Abstract

In this study the cellular events which are responsible for the induction and suppression of active Heymann's nephritis (HN) in Lewis rats were investigated. Using an enzyme-linked short-term culture assay specific autoantibody production in vitro by lymphoid cells directed against the nephritogenic renal tubular epithelial glycoprotein (RTE-Gp) was measured. By this method it was shown that only the lymph nodes that drain the site of immunization contained autoreactive B cells. Pretreatment with cyclosporine A (Cy-A) or with multiple injections of high doses of antigen in Freund's incomplete adjuvant markedly inhibited the development of disease to a subsequent nephritogenic challenge.

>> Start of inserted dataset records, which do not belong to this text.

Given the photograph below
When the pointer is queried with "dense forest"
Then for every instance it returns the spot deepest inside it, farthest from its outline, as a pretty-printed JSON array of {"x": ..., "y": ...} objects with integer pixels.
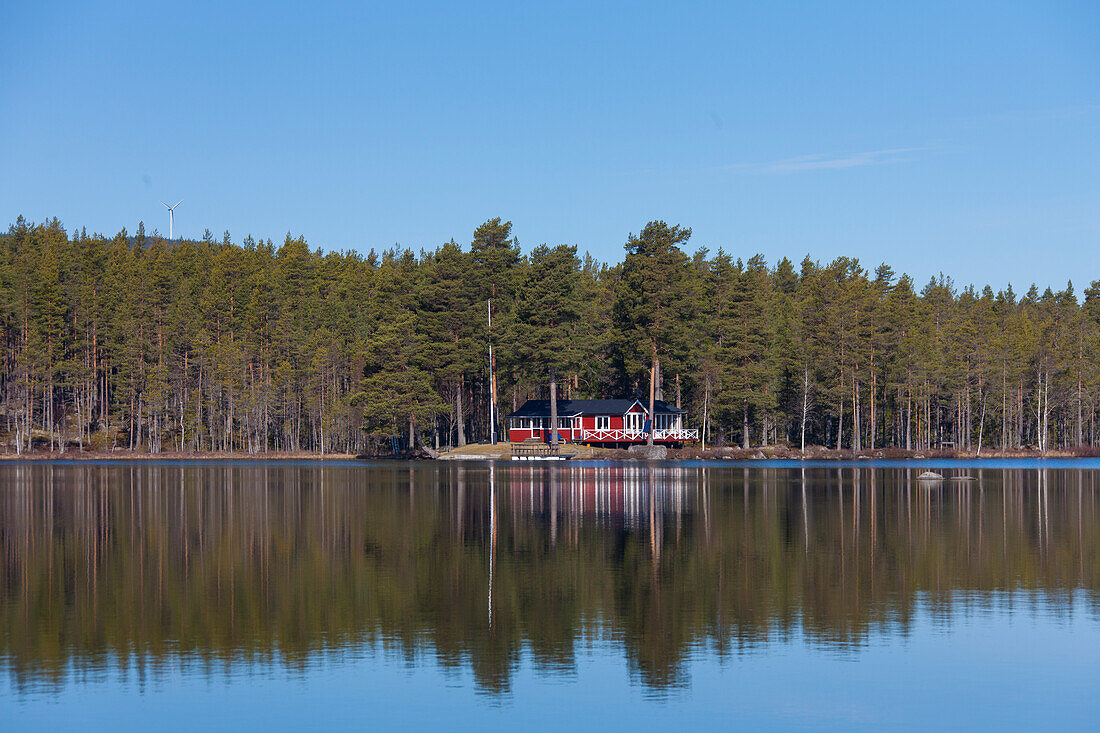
[{"x": 139, "y": 342}]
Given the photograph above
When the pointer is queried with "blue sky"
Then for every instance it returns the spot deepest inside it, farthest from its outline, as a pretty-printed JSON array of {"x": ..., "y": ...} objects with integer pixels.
[{"x": 952, "y": 137}]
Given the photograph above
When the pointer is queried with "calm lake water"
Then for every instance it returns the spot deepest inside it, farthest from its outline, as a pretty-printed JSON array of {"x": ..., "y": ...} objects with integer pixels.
[{"x": 585, "y": 597}]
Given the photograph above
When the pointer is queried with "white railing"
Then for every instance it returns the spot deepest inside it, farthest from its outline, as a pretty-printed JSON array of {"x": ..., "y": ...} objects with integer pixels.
[{"x": 638, "y": 436}]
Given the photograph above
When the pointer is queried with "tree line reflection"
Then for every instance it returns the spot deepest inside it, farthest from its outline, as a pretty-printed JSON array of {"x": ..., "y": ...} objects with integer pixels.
[{"x": 476, "y": 566}]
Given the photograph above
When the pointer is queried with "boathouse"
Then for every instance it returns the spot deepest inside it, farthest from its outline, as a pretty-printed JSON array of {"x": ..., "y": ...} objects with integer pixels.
[{"x": 601, "y": 422}]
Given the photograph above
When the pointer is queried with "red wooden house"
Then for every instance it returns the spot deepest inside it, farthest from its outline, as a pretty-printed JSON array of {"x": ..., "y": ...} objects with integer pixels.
[{"x": 601, "y": 422}]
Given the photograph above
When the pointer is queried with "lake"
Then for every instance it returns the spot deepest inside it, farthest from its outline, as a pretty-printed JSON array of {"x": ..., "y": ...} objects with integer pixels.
[{"x": 540, "y": 597}]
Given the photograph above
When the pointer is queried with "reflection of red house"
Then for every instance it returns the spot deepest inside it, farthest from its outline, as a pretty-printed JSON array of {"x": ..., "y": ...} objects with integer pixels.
[{"x": 600, "y": 422}]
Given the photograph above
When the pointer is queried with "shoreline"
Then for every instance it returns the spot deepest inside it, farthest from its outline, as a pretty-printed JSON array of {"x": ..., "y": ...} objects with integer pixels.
[{"x": 483, "y": 451}]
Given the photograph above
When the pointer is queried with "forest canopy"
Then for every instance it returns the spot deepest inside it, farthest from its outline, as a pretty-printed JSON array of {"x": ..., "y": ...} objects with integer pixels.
[{"x": 135, "y": 341}]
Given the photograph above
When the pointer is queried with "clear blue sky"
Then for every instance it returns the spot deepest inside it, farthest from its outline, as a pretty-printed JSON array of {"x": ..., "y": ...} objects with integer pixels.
[{"x": 952, "y": 137}]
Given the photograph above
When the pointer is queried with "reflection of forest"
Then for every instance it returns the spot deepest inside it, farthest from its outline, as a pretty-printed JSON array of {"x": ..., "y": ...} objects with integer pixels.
[{"x": 146, "y": 564}]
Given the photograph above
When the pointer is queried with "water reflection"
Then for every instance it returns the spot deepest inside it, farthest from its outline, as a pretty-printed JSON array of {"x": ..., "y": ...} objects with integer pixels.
[{"x": 479, "y": 566}]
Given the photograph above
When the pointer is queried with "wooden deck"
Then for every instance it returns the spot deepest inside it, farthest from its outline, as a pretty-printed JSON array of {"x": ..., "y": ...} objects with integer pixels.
[{"x": 536, "y": 450}]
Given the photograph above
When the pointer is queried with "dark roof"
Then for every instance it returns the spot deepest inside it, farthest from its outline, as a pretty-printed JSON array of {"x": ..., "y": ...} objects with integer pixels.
[{"x": 573, "y": 407}]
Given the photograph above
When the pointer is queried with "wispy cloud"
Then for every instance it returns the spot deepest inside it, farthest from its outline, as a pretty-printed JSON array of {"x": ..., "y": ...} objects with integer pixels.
[{"x": 833, "y": 162}]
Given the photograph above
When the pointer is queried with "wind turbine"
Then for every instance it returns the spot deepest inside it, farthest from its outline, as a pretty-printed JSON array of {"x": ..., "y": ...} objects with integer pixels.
[{"x": 172, "y": 217}]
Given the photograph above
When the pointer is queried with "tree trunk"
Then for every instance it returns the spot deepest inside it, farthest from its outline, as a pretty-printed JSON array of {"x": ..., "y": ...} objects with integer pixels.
[
  {"x": 553, "y": 407},
  {"x": 461, "y": 433},
  {"x": 652, "y": 396},
  {"x": 745, "y": 425},
  {"x": 805, "y": 404}
]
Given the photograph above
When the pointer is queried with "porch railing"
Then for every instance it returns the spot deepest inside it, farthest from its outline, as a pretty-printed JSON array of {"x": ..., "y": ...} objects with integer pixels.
[{"x": 638, "y": 436}]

In challenged high-dose-tolerant (HDT) rats the autoimmune response was only 5–10% of immunized nontolerant rats. This tolerance could not be transferred by lymphoid cells from Cy-A-treated rats, but could be transferred by lymphoid cells derived from the thymus or spleen of HDT rats. Thus a suppressor cell of thymic origin may be responsible for HDT. Transfer of affinity column-fractionated splenic T cells from HDT rats demonstrated that OX8 − helper and OX8 + suppressor T cells are involved in the induction and suppression, respectively, of the autoimmune response in this experimental nephropathy.